In its response to Ofwat’s consultation on its methodology for the next price review, PR19, CC Water has challenged the plan to link greater financial rewards and penalties to performance, under the Outcome Delivery Incentive (ODI) model. It warns: “There is a risk of a negative customer reaction, particularly if ODI rewards drive bill increases and inflation also rises.”
The watchdog says the proposed removal of the existing cap for ODI rewards of +/- 2 per cent of the Return on Regulated Equity (RoRE) “opens the door for significant bill increases.”
Water companies including Severn Trent, which made £46.7 million from outperformance rewards in 2016-17, have argued for an enhanced role for ODIs.
CC Water also challenges the proposed model of C-MeX, the new measure for incentivising customer service, set to replace the current Service Incentive Mechanism (SIM). While broadly welcoming C-MeX, it suggests the measure should be split into two parts. The first, C-MeX contacts, would measure customer contacts and complaints handling; the second, C-MeX satisfaction, would measure customer satisfaction with value for money and Net Promoter Score (NPS), a widely used measure of customer satisfaction.
CC Water proposes that these two C-Mex measures are linked to two separate ODIs, which comprise “most or all of the value of the full package of financial ODIs”.
Its consultation response says: “Strongly incentivising companies to continually improve customer satisfaction and customer service performance (rather than ODIs for other service improvements that may be viewed negatively by many customers) would have the effect of focussing companies on their customers and lead to greater segmentation. This would mimic, to some extent, what would happen in a competitive market.”

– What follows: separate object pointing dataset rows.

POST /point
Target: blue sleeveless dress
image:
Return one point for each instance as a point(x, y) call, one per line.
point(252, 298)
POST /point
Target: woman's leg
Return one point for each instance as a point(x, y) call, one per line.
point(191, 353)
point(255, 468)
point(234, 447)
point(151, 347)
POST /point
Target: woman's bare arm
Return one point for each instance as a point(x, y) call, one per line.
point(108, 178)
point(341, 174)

CC Water’s consultation response also raises concerns about Ofwat’s proposal to index-link the cost of new debt “at a time when interest rates are historically low and are more likely to increase than decrease.” Ofwat’s original document claimed the proposal to index-link the cost of new debt would “reduce the scope for debt outperformance from changes in debt markets.”
CC Water states its support for a number of other measures in the PR19 methodology, including the proposal to test how well companies have addressed affordability and vulnerability in their business plans.
Ofwat’s consultation on the draft PR19 methodology closed on August 30. A spokesman said: “We are very pleased to have received over 60 responses from a wide range of stakeholders. We are now working through those responses and will be publishing them with our response alongside our final methodology in December 2017.”